Here are two plots to consider for this year’s NCAA tournament. I use data for the 68 teams featured in the bracket.

library(ggplot2)
library(RCurl)
library(ggrepel)
library(dplyr)

df = read.csv(text=getURL("https://raw.githubusercontent.com/jskaza/data/master/ncaa2018/seeds2018.csv"))

ggplot(data=df, aes(x=AdjO, y=AdjD, color = Region)) +
  geom_point(size=2, alpha=0.7) +  scale_y_reverse() + xlab("Points scored per 100 possessions") + 
  ylab("Points allowed per 100 possessions") +
  theme_bw(base_size = 18) + 
  geom_text_repel(aes(label=ifelse(AdjD<90 | AdjO > 122 | AdjD > 110 ,as.character(Team),"")), show.legend = FALSE) + 
  labs(title = "Adjusted Defense vs. Adjusted Offense", subtitle = "Adjusted for Schedule", caption = "Source: KenPom")

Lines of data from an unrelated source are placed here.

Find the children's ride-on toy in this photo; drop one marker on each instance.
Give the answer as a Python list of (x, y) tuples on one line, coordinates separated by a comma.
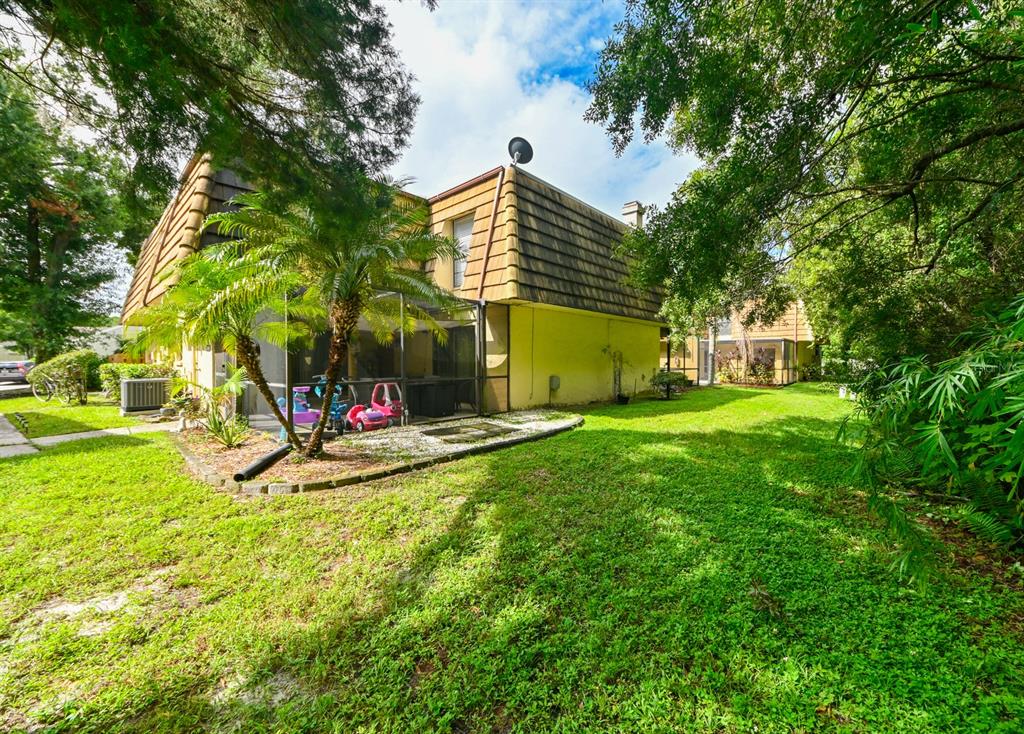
[(343, 397), (386, 398), (364, 418), (302, 415)]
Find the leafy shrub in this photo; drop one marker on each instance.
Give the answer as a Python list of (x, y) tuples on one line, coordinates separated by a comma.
[(673, 380), (72, 374), (112, 374), (229, 432), (213, 406), (955, 429), (762, 366)]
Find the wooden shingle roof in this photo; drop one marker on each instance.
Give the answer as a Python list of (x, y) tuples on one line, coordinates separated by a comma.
[(202, 190), (548, 247)]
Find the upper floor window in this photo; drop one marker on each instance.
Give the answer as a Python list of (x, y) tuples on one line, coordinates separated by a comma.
[(463, 233)]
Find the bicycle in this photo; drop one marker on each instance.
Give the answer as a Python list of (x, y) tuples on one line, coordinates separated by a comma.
[(46, 389)]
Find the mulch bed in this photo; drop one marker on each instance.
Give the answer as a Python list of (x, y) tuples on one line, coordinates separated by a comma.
[(337, 459)]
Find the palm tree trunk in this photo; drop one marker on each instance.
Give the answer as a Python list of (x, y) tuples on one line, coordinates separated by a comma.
[(249, 357), (344, 318)]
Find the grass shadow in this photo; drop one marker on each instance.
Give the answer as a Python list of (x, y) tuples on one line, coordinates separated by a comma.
[(667, 573)]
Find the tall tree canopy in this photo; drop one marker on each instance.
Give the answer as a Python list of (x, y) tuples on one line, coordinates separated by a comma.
[(868, 154), (60, 216), (297, 93)]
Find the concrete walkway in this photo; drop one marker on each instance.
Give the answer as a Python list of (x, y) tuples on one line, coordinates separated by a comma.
[(126, 431), (12, 443)]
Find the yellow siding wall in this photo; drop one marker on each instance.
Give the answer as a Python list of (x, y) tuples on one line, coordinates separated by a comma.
[(570, 344), (792, 325)]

plot of chunk unnamed-chunk-2

is_outlier = function(x) {
  return(x < quantile(x, 0.25) - 1.5 * IQR(x) | x > quantile(x, 0.75) + 1.5 * IQR(x))
}
df2 = df  %>% group_by(Region) %>%
  mutate(outlier=ifelse(is_outlier(AdjT), as.character(Team), ""))
ggplot(data=df2, aes(x=Region,y=AdjT)) + 
  geom_boxplot() + 
  geom_text_repel(aes(label=outlier),na.rm=TRUE) + 
  labs(title = "Tempo by Region", subtitle = "Adjusted for Schedule", caption = "Source: KenPom") + 
  theme_bw(base_size=18)

plot of chunk unnamed-chunk-2